Class ByteLevelPostProcessor
ByteLevel post processor only concatenates the pair sequences. The former implementation from Hugging Face trims offsets of tokenized strings, but this implementation does support offsets.
Implements
Inherited Members
Namespace: Unity.InferenceEngine.Tokenization.PostProcessors
Assembly: Unity.InferenceEngine.Tokenization.dll
Syntax
public class ByteLevelPostProcessor : IPostProcessor
Constructors
ByteLevelPostProcessor(bool)
Initializes a new instance of the ByteLevelPostProcessor type.
Declaration
public ByteLevelPostProcessor(bool trimOffsets = false)
Parameters
| Type | Name | Description |
|---|---|---|
| bool | trimOffsets | Whether to trim the whitespaces from the produced offsets. Not yet implemented. |
Methods
GetNumAddedTokens(bool)
Determines the number of tokens that this IPostProcessor will add to the sequence of tokens.
Declaration
public int GetNumAddedTokens(bool _)
Parameters
| Type | Name | Description |
|---|---|---|
| bool | _ |
Returns
| Type | Description |
|---|---|
| int | Number of tokens that this IPostProcessor will add to the sequence of tokens |
PostProcess(IReadOnlyList<IReadOnlyList<Token>>, IReadOnlyList<IReadOnlyList<Token>>, bool, Output<IEnumerable<IEnumerable<Token>>>)

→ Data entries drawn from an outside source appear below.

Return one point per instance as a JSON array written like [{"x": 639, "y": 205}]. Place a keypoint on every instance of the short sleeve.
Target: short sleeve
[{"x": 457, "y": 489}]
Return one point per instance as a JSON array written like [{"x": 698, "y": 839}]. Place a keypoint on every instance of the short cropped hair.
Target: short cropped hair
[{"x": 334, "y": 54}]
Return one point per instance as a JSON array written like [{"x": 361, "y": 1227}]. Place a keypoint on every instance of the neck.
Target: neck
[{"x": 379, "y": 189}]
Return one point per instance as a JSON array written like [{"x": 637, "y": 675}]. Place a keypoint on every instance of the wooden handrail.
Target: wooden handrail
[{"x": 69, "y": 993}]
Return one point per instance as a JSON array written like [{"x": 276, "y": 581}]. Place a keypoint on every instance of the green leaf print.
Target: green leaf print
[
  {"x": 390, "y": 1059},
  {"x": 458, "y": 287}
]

Processes the sequence of tokens.
Declaration
public void PostProcess(IReadOnlyList<IReadOnlyList<Token>> sequenceA, IReadOnlyList<IReadOnlyList<Token>> sequenceB, bool _, Output<IEnumerable<IEnumerable<Token>>> output)
Parameters
| Type | Name | Description |
|---|---|---|
| IReadOnlyList<IReadOnlyList<Token>> | sequenceA | The single, or first sequence of tokens. |
| IReadOnlyList<IReadOnlyList<Token>> | sequenceB | The second sequence of a pair. |
| bool | _ | |
| Output<IEnumerable<IEnumerable<Token>>> | output | The recipient of processed sequences. |